Savant Capital Management has built a successful advisory firm with nearly 3,000 clients and roughly $3 billion in assets the old-fashioned way with nine brick-and-mortar offices in three states, high-touch service and a merger between two large, established firms. Last month, it made a newfangled move when it launched eSavant Advisor, an online platform designed to attract new clients from around the country and to serve them remotely while giving them the same level of investment management and financial planning services that existing clients get.

The Rockford, Ill.-based fee-only wealth management firm services clients with assets ranging from $50,000 to multiple millions of dollars. It already handles clients remotely resulting from people who’ve moved away from the local offices and from referrals. “eSavant is an upgrade to our technology that allows more electronic communication and a concerted effort to develop a model specifically designed to service remote clients,” says company CEO Brent Brodeski. He adds that the platform is the next step in the company’s evolution to expand its offering nationwide.

Each eSavant client will have access to a dedicated financial advisor and a client service rep. Steven Geri, head of eSavant Advisor, says eSavant currently has three full-time advisors, and that number will expand as necessary.
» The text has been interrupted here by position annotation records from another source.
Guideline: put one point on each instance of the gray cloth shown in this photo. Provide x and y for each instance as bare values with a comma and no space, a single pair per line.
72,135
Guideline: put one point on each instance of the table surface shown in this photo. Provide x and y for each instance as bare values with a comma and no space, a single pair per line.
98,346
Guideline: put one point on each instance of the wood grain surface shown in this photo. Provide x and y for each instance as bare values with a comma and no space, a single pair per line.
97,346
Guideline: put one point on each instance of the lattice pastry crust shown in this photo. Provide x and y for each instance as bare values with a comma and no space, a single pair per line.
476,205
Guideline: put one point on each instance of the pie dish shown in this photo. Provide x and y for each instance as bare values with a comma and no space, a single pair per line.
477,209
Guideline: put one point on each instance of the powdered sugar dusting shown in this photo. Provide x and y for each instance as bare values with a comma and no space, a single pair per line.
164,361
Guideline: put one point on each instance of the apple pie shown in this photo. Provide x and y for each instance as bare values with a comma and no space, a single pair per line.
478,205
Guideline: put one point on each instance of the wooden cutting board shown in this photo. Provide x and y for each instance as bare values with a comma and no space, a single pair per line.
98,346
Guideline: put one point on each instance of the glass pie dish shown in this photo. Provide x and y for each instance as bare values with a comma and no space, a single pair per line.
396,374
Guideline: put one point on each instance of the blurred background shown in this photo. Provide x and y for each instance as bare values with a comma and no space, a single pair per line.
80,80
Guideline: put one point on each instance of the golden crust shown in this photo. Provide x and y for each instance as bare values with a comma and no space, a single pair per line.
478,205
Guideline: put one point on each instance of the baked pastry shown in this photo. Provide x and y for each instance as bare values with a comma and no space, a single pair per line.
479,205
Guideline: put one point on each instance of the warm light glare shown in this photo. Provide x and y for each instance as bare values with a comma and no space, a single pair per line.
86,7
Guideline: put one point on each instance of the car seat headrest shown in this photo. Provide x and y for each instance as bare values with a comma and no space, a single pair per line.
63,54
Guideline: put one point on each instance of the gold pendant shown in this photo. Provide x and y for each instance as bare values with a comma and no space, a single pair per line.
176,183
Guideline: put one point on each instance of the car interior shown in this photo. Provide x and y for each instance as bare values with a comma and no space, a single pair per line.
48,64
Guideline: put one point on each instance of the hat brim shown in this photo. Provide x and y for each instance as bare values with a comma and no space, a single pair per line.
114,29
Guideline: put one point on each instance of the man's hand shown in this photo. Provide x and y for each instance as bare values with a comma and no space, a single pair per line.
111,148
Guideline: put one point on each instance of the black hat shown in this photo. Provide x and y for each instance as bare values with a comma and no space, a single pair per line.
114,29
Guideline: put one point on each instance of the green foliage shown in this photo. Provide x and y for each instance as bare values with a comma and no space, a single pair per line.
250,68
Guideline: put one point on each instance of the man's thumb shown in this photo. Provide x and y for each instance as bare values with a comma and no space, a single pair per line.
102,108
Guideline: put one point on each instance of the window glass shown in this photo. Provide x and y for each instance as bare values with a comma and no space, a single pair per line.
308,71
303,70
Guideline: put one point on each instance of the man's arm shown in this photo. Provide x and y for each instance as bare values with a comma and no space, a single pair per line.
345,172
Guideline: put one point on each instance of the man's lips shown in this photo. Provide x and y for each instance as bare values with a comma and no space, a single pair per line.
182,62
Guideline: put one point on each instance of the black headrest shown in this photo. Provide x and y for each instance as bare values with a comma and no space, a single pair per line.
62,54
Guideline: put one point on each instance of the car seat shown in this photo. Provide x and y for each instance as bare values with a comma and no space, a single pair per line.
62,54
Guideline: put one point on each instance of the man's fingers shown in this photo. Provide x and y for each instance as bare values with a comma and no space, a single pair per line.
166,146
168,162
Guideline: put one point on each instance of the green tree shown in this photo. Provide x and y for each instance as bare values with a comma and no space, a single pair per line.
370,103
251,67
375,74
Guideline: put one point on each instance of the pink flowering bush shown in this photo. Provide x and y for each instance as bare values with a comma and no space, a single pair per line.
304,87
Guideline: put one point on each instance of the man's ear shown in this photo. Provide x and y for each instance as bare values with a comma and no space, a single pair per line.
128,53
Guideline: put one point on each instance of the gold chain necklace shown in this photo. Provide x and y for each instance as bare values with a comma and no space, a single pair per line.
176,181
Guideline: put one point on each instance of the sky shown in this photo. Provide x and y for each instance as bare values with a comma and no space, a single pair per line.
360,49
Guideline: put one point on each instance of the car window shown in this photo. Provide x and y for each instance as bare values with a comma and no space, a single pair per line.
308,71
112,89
He says all three have their CFP designation and are seasoned pros.

Geri says eSavant could appeal to tech-savvy investors who want top-notch advice but don’t want to take the time to visit an advisor’s office; do-it-yourself investors getting closer to retirement who are accustomed to using online tools but now realize they need guidance from financial professionals; or people in any part of the country who haven’t found a nearby advisor they want to work with.

Savant expects to create efficiencies for itself by creating and delivering paperwork electronically, and for clients by saving them travel time going to and from an advisor’s office.

eSavant clients have an annual minimum fee of $900 versus the $5,000 annual minimum for Savant Wealth Management clients.

The company plans to market eSavant through online advertising and by raising awareness about the firm by publishing thought leadership articles on investment and financial planning topics. “We expect this to catch on,” Geri says. “We feel there’s a huge need for this kind of service around the country.”

Evidently, many other companies smell an opportunity to serve retail investors online. Corporate Insight, a New York City-based consultancy, now tracks more than 50 investment-related online start-ups. “They’re spreading like wildfire,” says Grant Easterbrook, a senior research associate at Corporate Insight.

Easterbrook groups them into eight different categories that include algorithm-based investment advice, packaged portfolios, and online financial advisors and financial planning.

“I haven’t seen many examples of someone offering a full suite of advisory services online,” he says. Easterbrook notes that most of the start-ups he tracks offer low-cost solutions aimed at the mass market, or premium services where you talk to a rep over the phone.

“If this is the start of a trend of large, reputable RIAs creating online platforms with services for the mass affluent, then that would be a big deal,” Easterbrook says, adding he hadn’t yet seen a demo of how eSavant works.

John Stuart, chief information officer at Beverly Hills Wealth Management in California, which caters to high-net-worth individuals, sees online advisor services as a growing trend that’s more apropos for the loosely defined mass market. “I don’t think a high-net-worth client can survive in an online investment advisory world,” he says, adding that matters such as trusts and cash flow management would be hard to handle on a strictly online basis.

Obviously, Savant Capital Management begs to differ.